Note that if $\tau_n=\dfrac{n+\sqrt{-n} }{2}$ then we have $E_2(\tau_n)=P(q^2)$ if $n$ is even and $q=e^{\pi i\tau_n} $ and if $n$ is odd then $E_2(\tau_n)=P(-q^2)$. Using Ramanujan's technique one can prove that $$P(e^{-\pi\sqrt{n}})=\left(\frac{2K}{\pi}\right) ^2B_n+\frac{6}{\pi\sqrt{n}}\tag{6}$$ (just replace $n$ in $(2)$ by $n/4$ and $B_n=A_{n/4}$) and $$P(-e^{-\pi\sqrt{n}}) =\left(\frac{2K}{\pi}\right)^2C_n+\frac{6}{\pi\sqrt{n}}\tag{7}$$ where $B_n, C_n$ are algebraic numbers and $n$ is a positive rational number and thus the expression mentioned in the question is an algebraic number. Proving that it is an algebraic integer is unfortunately not possible via Ramanujan methods.

I would like to outline a conceptual idea which does not answer this question directly.

The contents of Section 14, Chapter VIII of Weil's book Elliptic Functions according to Eisenstein and Kronecker implies that $$E_2(\tau)-\frac{3}{\pi\, Im(\tau)}=\frac{3}{\pi^2}K_2(0,0,2),$$

where $K_2(0,0,s)$ is defined by $$K(0,0,s):=\sum_{w\in W}{^*}\frac{\bar{w}^2}{|w|^{2s}}$$ with $Re(s)>2$, $W$ is the lattice spanned by $1,\tau$ and $K(0,0,2)$ is defined by analytic continuation of $K(0,0,s)$.

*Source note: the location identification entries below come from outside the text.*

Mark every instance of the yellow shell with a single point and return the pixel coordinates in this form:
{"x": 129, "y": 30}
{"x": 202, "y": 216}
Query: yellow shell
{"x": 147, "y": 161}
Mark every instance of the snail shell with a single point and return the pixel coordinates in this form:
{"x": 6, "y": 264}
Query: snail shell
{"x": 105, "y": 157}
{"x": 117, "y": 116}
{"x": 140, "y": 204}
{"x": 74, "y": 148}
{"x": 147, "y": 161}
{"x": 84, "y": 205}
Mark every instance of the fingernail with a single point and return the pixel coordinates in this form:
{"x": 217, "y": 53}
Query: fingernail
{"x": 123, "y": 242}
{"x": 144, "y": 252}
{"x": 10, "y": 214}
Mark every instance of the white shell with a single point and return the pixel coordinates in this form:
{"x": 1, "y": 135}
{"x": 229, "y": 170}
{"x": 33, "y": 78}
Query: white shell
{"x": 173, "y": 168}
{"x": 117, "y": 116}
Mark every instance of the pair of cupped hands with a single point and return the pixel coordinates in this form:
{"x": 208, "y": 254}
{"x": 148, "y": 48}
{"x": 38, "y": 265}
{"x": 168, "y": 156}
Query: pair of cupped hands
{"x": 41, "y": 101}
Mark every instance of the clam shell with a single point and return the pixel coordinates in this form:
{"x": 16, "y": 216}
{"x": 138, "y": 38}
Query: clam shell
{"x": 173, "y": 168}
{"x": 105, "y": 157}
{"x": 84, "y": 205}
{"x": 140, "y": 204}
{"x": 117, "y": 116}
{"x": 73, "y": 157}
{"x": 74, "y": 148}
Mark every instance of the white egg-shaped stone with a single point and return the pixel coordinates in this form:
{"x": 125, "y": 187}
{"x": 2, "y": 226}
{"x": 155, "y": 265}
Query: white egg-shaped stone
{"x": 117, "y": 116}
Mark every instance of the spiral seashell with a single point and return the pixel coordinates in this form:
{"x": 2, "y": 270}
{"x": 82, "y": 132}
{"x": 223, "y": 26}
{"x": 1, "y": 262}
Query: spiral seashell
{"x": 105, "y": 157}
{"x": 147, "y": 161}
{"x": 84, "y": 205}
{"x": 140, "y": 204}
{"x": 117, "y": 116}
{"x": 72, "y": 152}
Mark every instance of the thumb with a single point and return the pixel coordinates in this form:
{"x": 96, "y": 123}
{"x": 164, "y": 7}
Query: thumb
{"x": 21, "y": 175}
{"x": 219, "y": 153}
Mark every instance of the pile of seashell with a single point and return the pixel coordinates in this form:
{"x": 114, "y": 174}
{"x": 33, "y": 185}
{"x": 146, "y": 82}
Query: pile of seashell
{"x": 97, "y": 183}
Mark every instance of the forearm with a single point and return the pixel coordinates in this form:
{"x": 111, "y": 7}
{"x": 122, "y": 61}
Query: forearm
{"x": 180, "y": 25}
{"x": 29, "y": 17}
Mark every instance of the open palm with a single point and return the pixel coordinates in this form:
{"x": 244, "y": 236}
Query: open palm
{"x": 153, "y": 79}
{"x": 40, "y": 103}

Let $1,\tau$ be the basis of algebraic integers of some imaginary quadratic field of class number $1$. Then $K(0,0,s)$ is an integral multiple of Hecke $L$-function whose character is of $(2,0)$-type. We would like to remark that to evaluate $K(0,0,2)$ is to evaluate a critical value of a Hecke L-function. The observation attributed to Deligne et al. asserts that the critical values of these L-functions are some algebraic periods times an algebraic number, and the claim in the OP might be solved by refiner studies of these Hecke L-functions. See p. 12 of M. Watkins' note for an example.

P.S. This idea can be extended to other Ramanujan series arising from quadratic fields of class number 2.